It is known that the water content of a raw material gas used in the production of a semiconductor greatly affects the device characteristics. In particular, for the production of a GaN crystal, which is one of the blue light emitting devices, ammonia having a low water concentration is necessary. In order to measure the water concentration in ammonia, various methods have heretofore been proposed. Particularly for measuring water content in a low concentration in ammonia, (1) gas chromatography (GC method), (2) thermal decomposition dew point method, (3) laser spectrometry and (4) infrared spectrometry are known.
JP-A-9-142833 (the term JP-A as used herein means “unexamined published Japanese patent application”) discloses a method of reacting water in ammonia with calcium carbide as a reacting agent and detecting the acetylene generated by GC method. This method has a problem in that not only the water content but also organic impurities in the calcium carbide reacted are detected and to avoid this, high-purity and stabilized calcium carbide is necessary but this is hardly available at present. In addition, the GC method is low in the accuracy and not practical for the analysis in the level of several ppm or less because the system has a switch cock for feeding a sample or a backflash cock for removing ammonia before it enters the detector, and the water adsorption onto the inner surface of pipelines increases.
SEMI Standard (SEMI C3.12-94) and JP-A-8-201370 describe a thermal decomposition dew point method. The thermal decomposition dew point method is a method of decomposing ammonia into nitrogen and hydrogen at a high temperature near 1,000° C. using a Ni catalyst or a noble metal catalyst, and measuring the water content by a dew-point instrument. According to this method, oxygen in the gas reacts with hydrogen to produce water and the water content could be determined in excessive values. Oxygen is contained not only in the raw material gas but also as an oxide of the catalyst or pipeline material exposed to high temperatures, which may also cause hydrogen reduction to produce water. Therefore, the reliability for accuracy decreases in the measurement of water content of 1 ppm or less. Moreover, use of flammable ammonia in a high temperature environment of 1,000° C. or more is dangerous and safety equipment in a large scale is necessary. Thus, this method is not simple and convenient.
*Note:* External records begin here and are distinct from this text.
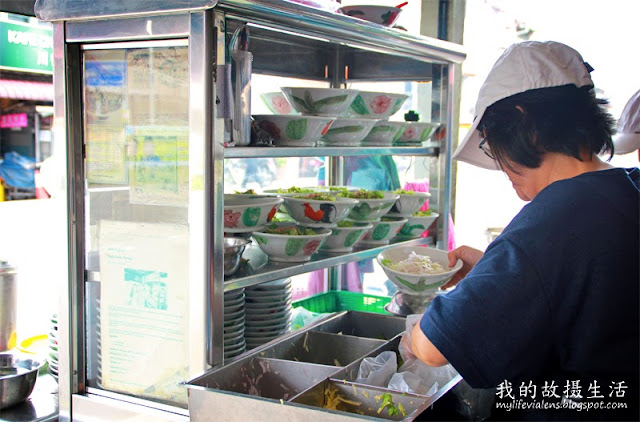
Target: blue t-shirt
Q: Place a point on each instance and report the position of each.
(555, 296)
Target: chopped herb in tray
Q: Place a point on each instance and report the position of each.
(362, 194)
(290, 230)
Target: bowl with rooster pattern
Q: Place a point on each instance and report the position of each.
(318, 209)
(246, 213)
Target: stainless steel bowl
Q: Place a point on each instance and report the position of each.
(233, 249)
(17, 379)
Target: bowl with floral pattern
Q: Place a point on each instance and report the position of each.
(376, 105)
(246, 213)
(321, 209)
(330, 102)
(277, 103)
(382, 231)
(417, 132)
(345, 236)
(286, 242)
(408, 202)
(416, 224)
(294, 130)
(371, 206)
(384, 133)
(347, 132)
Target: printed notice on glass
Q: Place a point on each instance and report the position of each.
(144, 304)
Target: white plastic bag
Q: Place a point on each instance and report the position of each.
(379, 370)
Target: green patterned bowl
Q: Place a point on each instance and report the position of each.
(289, 248)
(407, 204)
(415, 226)
(343, 239)
(294, 131)
(417, 132)
(384, 133)
(246, 213)
(347, 132)
(417, 284)
(382, 231)
(376, 105)
(371, 210)
(330, 102)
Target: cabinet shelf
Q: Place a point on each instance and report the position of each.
(259, 269)
(430, 149)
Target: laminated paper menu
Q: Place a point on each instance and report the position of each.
(144, 318)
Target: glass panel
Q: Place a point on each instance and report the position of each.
(136, 134)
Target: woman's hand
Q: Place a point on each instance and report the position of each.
(469, 257)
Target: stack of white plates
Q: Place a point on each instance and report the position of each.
(234, 343)
(267, 312)
(52, 355)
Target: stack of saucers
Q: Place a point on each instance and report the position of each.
(267, 312)
(234, 343)
(52, 355)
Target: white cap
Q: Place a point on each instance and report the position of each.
(628, 137)
(522, 67)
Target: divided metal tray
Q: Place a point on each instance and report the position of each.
(291, 377)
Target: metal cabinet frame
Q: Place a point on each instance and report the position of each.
(204, 25)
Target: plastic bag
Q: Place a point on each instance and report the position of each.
(379, 370)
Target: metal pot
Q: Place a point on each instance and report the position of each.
(17, 379)
(8, 304)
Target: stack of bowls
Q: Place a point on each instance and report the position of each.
(379, 106)
(52, 355)
(267, 312)
(234, 307)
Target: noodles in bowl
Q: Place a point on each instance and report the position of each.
(417, 270)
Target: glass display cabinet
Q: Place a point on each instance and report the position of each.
(141, 91)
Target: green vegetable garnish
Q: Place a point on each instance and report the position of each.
(362, 194)
(426, 213)
(387, 401)
(317, 196)
(404, 192)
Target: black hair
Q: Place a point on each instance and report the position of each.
(563, 119)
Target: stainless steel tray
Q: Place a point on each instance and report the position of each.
(291, 377)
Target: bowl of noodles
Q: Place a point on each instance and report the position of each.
(417, 270)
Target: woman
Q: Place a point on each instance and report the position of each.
(554, 299)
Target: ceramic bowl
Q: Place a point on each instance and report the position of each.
(343, 239)
(370, 210)
(295, 190)
(277, 103)
(376, 105)
(408, 203)
(384, 133)
(416, 225)
(417, 132)
(247, 213)
(417, 284)
(382, 231)
(311, 212)
(347, 132)
(294, 131)
(330, 102)
(233, 249)
(290, 248)
(383, 15)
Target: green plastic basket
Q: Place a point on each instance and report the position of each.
(336, 301)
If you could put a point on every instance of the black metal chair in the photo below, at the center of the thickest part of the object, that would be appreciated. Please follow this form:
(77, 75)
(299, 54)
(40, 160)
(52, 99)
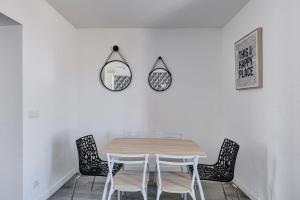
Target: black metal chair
(223, 170)
(90, 163)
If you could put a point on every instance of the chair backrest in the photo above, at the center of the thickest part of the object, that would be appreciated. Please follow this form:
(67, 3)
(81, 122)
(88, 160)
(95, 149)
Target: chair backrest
(172, 160)
(128, 159)
(227, 158)
(168, 135)
(87, 153)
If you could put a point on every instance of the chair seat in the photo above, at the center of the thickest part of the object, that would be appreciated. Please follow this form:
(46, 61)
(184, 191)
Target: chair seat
(176, 182)
(99, 168)
(213, 173)
(130, 181)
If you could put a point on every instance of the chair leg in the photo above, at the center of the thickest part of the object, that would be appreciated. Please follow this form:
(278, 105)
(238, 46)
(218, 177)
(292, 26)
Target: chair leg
(158, 194)
(237, 190)
(111, 191)
(144, 193)
(193, 195)
(93, 183)
(105, 188)
(119, 195)
(224, 191)
(74, 186)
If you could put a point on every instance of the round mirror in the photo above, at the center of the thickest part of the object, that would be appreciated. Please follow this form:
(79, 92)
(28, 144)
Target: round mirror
(160, 79)
(115, 75)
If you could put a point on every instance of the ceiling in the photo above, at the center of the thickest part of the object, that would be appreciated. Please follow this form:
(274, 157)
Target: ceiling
(6, 21)
(148, 13)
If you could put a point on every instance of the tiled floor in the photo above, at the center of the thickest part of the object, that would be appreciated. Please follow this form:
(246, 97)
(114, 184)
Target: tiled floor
(212, 191)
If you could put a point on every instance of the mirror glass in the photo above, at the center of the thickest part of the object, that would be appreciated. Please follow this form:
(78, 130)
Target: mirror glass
(160, 79)
(116, 75)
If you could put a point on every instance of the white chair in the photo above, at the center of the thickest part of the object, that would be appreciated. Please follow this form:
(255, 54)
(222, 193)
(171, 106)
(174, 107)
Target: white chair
(128, 180)
(176, 182)
(167, 135)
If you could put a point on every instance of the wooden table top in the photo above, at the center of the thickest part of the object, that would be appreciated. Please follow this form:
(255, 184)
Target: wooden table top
(153, 146)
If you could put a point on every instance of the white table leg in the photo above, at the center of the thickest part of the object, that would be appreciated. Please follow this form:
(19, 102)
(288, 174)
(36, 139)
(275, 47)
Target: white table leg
(105, 188)
(200, 186)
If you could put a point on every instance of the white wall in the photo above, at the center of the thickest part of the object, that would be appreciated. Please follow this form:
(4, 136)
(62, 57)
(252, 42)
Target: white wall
(266, 121)
(11, 112)
(192, 105)
(49, 74)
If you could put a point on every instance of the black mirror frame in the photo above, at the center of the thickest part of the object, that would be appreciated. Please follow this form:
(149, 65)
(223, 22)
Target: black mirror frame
(103, 69)
(115, 49)
(165, 69)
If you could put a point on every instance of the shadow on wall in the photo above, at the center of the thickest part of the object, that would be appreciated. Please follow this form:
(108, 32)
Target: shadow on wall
(189, 13)
(64, 155)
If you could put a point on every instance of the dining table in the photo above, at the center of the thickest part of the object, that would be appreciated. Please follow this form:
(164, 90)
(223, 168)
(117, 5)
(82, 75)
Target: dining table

Laser spectrometry is described in Proceedings of the 5th International Symposium on Semiconductor Manufacturing (1996. jointly sponsored by UCS/IEEE/SEMI), page 321. In measuring the water absorption in the near infrared region by laser spectrometry, since water is present in the vicinity of ammonia in the absorption region, a wavelength resolving power of high level is necessary. However, at present the separation cannot be attained due to the interaction between gas molecules. Therefore, ammonia gas having a decreased water content as low as negligible must be used as a reference gas. However, it has been heretofore difficult to simply and conveniently prepare high-purity ammonia which has a decreased water content and can be used as the reference gas.
The infrared spectrometry has a problem in that the ammonia has a broad absorption band and particularly when a water concentration of 100 ppm or less is measured, the absorptions by ammonia and the absorptions by water cannot be easily separated even if the former are weak because such an absorption by ammonia is present near the absorption by water in many cases. Furthermore, similarly to the above-described laser spectrometry, ammonia gas having a decreased water content as low as negligible must be used as a reference gas but this has been heretofore difficult to obtain.
As described above, conventionally known methods for measuring a water concentration in ammonia have various problems particularly in the case of measuring the water content in a low concentration in ammonia. Thus, more improvements are being demanded.